For example, when a company decides to split its shares in order to make shares more affordable, it can have a positive effect. This opens the stock to an entirely new subset of the investing public (namely, those who previously couldn't afford even a single share), which can cause a spike in demand that pushes the stock higher. If your broker allows you to trade fractional shares, this isn't a concern, but, for many investors, high-dollar stocks are inaccessible. Stock splits also can convey management's confidence in a stock price, which can trickle down to investors.
What should you expect when stocks split?

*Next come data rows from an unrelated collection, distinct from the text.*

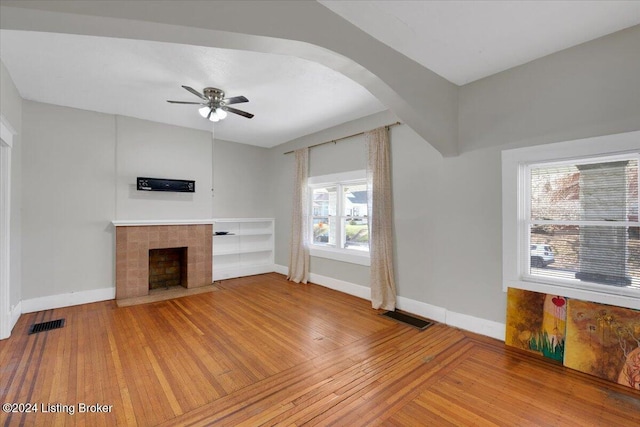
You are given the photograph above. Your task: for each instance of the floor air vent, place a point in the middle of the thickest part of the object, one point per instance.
(408, 319)
(46, 326)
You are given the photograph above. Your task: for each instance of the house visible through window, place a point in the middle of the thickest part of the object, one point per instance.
(339, 215)
(583, 222)
(570, 219)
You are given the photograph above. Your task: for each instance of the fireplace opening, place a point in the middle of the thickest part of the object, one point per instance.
(167, 268)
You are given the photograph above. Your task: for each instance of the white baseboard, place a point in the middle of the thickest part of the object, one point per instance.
(281, 269)
(423, 309)
(67, 300)
(439, 314)
(359, 291)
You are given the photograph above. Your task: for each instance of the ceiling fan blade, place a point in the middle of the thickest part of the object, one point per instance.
(187, 102)
(235, 100)
(195, 92)
(239, 112)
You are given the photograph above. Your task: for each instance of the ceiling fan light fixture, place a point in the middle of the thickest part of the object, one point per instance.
(204, 111)
(221, 113)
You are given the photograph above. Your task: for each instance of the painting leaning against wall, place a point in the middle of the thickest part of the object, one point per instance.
(536, 322)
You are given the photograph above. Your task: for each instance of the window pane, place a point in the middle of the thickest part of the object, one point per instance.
(356, 234)
(355, 200)
(324, 201)
(606, 191)
(323, 232)
(605, 255)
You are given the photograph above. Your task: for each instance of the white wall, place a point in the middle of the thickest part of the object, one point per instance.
(11, 109)
(68, 200)
(156, 150)
(241, 181)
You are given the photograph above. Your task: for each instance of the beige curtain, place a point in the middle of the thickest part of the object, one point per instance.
(383, 287)
(299, 243)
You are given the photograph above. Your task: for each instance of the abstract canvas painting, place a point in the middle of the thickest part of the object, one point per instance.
(604, 341)
(536, 322)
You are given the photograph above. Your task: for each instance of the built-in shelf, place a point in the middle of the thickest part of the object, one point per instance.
(248, 249)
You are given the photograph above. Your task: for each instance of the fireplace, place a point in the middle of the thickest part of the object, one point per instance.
(167, 268)
(136, 244)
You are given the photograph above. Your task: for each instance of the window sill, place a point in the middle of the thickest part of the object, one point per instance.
(602, 297)
(351, 257)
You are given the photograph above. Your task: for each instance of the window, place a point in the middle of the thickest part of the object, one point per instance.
(339, 227)
(570, 219)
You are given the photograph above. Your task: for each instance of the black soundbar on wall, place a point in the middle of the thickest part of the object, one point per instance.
(160, 184)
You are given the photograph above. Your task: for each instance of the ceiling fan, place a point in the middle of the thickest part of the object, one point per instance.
(214, 105)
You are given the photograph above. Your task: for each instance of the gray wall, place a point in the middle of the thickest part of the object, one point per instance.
(241, 181)
(79, 168)
(11, 108)
(588, 90)
(447, 211)
(68, 200)
(154, 150)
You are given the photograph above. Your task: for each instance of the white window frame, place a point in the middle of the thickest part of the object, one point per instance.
(336, 253)
(516, 164)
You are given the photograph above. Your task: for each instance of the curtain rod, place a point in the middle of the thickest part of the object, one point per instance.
(344, 137)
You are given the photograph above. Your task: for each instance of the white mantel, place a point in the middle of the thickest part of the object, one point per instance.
(143, 222)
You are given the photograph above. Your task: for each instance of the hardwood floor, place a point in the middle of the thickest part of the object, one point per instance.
(264, 351)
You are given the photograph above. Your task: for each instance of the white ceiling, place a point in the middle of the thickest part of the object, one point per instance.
(293, 97)
(464, 41)
(290, 97)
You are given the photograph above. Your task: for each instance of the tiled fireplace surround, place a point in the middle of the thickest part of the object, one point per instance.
(132, 254)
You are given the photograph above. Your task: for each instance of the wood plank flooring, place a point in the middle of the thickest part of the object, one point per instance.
(264, 351)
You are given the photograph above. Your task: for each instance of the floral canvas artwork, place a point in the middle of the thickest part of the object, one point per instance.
(604, 341)
(536, 322)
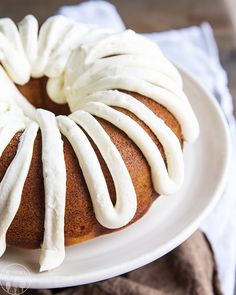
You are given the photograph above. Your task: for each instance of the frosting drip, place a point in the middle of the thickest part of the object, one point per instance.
(87, 67)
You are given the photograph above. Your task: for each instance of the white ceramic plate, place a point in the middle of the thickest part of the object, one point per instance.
(168, 223)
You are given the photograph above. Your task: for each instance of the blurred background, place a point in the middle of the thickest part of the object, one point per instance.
(154, 16)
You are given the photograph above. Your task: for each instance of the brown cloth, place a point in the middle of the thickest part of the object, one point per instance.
(189, 269)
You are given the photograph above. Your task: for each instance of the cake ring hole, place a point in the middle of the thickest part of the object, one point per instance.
(36, 93)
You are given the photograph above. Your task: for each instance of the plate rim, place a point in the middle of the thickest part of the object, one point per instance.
(60, 281)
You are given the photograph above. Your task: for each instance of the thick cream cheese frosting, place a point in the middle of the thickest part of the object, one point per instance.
(87, 67)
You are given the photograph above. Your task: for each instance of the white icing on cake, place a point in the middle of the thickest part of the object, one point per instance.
(87, 67)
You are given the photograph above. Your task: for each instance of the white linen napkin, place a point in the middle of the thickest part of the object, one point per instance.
(198, 44)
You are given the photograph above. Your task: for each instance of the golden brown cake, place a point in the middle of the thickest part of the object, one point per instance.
(113, 82)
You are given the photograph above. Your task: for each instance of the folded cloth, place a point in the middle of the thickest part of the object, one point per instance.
(190, 269)
(198, 44)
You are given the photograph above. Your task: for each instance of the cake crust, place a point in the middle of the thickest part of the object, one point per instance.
(27, 228)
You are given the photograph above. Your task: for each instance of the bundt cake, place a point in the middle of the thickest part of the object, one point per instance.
(92, 124)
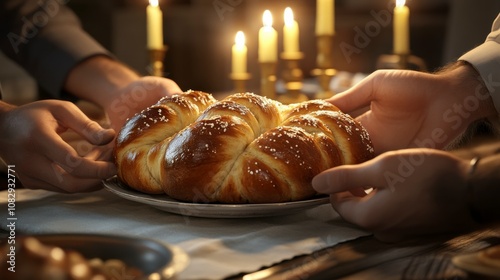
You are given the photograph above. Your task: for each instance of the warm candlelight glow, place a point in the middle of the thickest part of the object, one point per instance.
(267, 18)
(239, 39)
(268, 39)
(401, 28)
(154, 25)
(239, 53)
(290, 33)
(289, 16)
(325, 17)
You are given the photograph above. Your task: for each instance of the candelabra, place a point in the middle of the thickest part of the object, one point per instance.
(401, 61)
(324, 61)
(292, 76)
(268, 79)
(240, 81)
(156, 57)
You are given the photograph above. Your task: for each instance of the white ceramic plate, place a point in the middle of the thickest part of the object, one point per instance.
(211, 210)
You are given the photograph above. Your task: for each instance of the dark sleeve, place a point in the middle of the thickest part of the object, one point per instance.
(45, 37)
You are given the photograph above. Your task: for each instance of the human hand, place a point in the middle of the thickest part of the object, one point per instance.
(410, 109)
(137, 96)
(31, 140)
(415, 192)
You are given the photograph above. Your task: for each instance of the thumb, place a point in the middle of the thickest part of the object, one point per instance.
(72, 117)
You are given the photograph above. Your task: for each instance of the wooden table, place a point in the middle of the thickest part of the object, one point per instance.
(367, 258)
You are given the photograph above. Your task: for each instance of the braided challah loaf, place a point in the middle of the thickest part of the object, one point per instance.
(243, 149)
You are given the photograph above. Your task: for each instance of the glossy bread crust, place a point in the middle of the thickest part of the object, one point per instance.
(243, 149)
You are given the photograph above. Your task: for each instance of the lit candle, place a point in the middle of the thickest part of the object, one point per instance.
(268, 39)
(290, 33)
(154, 25)
(401, 28)
(239, 52)
(325, 14)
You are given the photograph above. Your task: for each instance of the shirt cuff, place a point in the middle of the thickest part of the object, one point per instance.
(486, 60)
(58, 52)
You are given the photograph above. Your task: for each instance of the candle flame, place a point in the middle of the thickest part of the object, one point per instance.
(239, 39)
(153, 3)
(400, 3)
(288, 16)
(267, 18)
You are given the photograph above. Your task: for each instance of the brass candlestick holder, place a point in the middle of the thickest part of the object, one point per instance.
(292, 76)
(268, 79)
(156, 57)
(240, 81)
(324, 61)
(401, 61)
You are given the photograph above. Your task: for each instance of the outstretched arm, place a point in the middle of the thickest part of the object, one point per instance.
(410, 109)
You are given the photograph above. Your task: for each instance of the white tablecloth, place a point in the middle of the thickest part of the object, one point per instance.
(217, 248)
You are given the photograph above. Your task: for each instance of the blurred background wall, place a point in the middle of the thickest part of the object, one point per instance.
(199, 35)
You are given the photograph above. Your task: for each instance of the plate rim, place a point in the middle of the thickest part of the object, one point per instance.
(114, 185)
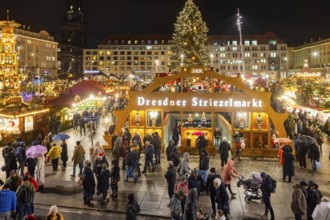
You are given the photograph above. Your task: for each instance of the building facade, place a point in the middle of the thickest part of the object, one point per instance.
(123, 54)
(37, 53)
(315, 54)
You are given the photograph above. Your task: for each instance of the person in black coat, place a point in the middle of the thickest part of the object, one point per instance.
(105, 182)
(170, 177)
(224, 149)
(211, 189)
(266, 189)
(88, 183)
(313, 197)
(288, 165)
(10, 162)
(221, 196)
(314, 155)
(115, 177)
(64, 154)
(133, 208)
(302, 149)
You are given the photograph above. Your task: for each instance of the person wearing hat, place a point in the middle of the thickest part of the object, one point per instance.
(221, 197)
(97, 168)
(78, 158)
(298, 202)
(54, 154)
(133, 208)
(322, 210)
(210, 188)
(313, 198)
(266, 189)
(88, 183)
(24, 208)
(96, 151)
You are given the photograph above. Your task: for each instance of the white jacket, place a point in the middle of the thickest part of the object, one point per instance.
(322, 211)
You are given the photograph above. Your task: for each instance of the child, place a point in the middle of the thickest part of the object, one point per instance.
(220, 215)
(115, 177)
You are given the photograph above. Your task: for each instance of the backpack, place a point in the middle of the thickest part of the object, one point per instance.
(176, 210)
(26, 196)
(273, 189)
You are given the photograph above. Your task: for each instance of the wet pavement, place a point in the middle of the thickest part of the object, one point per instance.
(151, 188)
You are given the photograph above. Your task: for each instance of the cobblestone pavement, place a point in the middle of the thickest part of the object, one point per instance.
(151, 188)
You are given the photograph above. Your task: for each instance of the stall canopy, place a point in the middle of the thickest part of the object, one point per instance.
(83, 89)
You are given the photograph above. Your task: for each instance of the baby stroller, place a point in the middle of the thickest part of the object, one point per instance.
(251, 186)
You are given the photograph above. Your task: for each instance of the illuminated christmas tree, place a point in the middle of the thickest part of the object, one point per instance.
(9, 76)
(189, 38)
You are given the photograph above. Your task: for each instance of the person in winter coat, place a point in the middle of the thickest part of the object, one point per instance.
(202, 215)
(78, 158)
(288, 165)
(31, 164)
(24, 208)
(169, 150)
(177, 205)
(190, 208)
(301, 153)
(54, 154)
(229, 171)
(170, 177)
(14, 180)
(204, 163)
(64, 154)
(88, 183)
(130, 160)
(96, 151)
(210, 188)
(313, 198)
(195, 181)
(224, 149)
(298, 202)
(116, 148)
(40, 172)
(222, 197)
(10, 162)
(7, 201)
(314, 155)
(115, 177)
(104, 182)
(133, 208)
(97, 168)
(149, 152)
(322, 210)
(184, 166)
(266, 189)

There are three key dates investors need to know when it comes to stock splits. They are (in chronological order):
- Announcement date: First, the company will publicly announce the plans for the split, as well as pertinent details investors need to know. This information generally includes the split ratio and when it will happen, including the dates I describe in the next two bullet points.
- Record date: This is an important date when it comes to accounting, but it isn't terribly important for investors to know. The record date is when existing shareholders need to own the stock in order to be eligible to receive new shares created by a stock split. However, if you buy or sell shares between the record date and the effective date, the right to the new shares transfers.
- Effective date: The date when the new shares show up in investors' brokerage accounts and the shares trade on a split-adjusted basis.
This may sound complicated, but it's quite simple in real-world situations. On the morning of the effective date of a stock split, the increased number of shares will appear in your account, and the share price should be adjusted accordingly.